A Panel Discussion with CEDAW Experts, co-sponsored by the Global Network of Women Peacebuilders and the Permanent Mission of Switzerland to the UN, met to discuss CEDAW General Recommendation #30. 

Madeleine Brecher, ICJW Representative to the UN/NY, explains. 

Security Council Resolution 1325 , adopted unanimously in 2000, called for the adoption of a gender perspective that includes the special needs of women and girls during repatriation and resettlement, rehabilitation, reintegration, and post conflict reconstruction. It was the first formal and legal document from the UN Security Council that required parties in conflict to respect women’s rights and to support their participation in peace negotiations and post-conflict reconstruction.

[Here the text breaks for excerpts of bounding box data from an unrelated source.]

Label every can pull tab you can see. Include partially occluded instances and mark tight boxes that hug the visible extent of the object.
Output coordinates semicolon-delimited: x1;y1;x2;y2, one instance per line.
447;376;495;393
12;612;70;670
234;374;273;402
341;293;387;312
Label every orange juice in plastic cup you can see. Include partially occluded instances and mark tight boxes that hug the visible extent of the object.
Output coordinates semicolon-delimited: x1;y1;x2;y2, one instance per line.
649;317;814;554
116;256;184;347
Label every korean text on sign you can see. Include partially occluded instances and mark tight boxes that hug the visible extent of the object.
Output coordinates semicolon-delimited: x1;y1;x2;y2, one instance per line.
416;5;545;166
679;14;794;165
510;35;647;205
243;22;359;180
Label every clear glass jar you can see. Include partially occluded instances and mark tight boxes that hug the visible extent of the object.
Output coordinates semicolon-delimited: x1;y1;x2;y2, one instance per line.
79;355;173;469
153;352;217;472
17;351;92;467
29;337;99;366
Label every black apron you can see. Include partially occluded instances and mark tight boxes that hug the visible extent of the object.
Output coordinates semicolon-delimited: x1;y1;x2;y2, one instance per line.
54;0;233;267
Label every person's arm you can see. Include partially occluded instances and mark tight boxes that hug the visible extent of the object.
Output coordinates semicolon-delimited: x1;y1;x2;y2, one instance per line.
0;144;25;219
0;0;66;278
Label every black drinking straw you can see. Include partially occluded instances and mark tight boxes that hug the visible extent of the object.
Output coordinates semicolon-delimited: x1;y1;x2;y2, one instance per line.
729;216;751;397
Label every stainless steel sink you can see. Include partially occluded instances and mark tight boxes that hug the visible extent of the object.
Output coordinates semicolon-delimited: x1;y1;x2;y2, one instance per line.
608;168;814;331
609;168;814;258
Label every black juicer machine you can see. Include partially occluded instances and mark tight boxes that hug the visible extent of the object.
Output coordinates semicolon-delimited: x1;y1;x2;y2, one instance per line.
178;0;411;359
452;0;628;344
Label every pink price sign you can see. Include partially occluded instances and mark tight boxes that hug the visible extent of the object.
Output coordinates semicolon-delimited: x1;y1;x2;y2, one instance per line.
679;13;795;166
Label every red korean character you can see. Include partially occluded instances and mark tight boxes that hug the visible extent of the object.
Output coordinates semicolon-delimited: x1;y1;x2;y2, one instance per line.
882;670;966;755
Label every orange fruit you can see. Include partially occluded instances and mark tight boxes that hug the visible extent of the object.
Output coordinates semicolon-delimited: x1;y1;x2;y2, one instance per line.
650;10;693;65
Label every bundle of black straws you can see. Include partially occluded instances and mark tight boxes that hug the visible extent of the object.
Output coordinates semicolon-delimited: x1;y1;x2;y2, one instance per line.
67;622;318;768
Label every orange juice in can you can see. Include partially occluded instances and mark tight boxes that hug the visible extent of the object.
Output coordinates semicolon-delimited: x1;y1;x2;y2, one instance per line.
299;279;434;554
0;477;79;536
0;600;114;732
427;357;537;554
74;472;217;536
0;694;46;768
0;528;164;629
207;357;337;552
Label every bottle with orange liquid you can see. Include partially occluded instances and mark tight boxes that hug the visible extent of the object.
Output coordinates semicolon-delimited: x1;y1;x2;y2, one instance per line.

The Convention on the Elimination of All Forms of Discrimination Against Women (CEDAW ) was adopted by the UN General Assembly in 1979 and is often described as an international bill of rights for women. By accepting the Convention, States commit themselves to undertake a series of measures to end discrimination against women in all forms. The newly adopted General Recommendation #30 gives authoritative guidance to countries that have ratified CEDAW on measures they need to take to ensure women’s rights are protected in conflict prevention , conflict and post conflict situations.


Until now, SC1325 and CEDAW recommendations were very fragmented. With the passing of GR 30, the two should complement eachother making cooperation and coordination, with an emphasis on prevention, much easier. GR 30 provides greater clarity with its guidance framework to insure compliance and the protection of women’s human rights. In SC 1325, implementation and monitoring are not even mentioned. States parties must now monitor and report on their implementation of 1325 through GR30 which addresses technical assistance for national action plans, guidance for adequate budgeting, best practices,  AND country specific recommendations.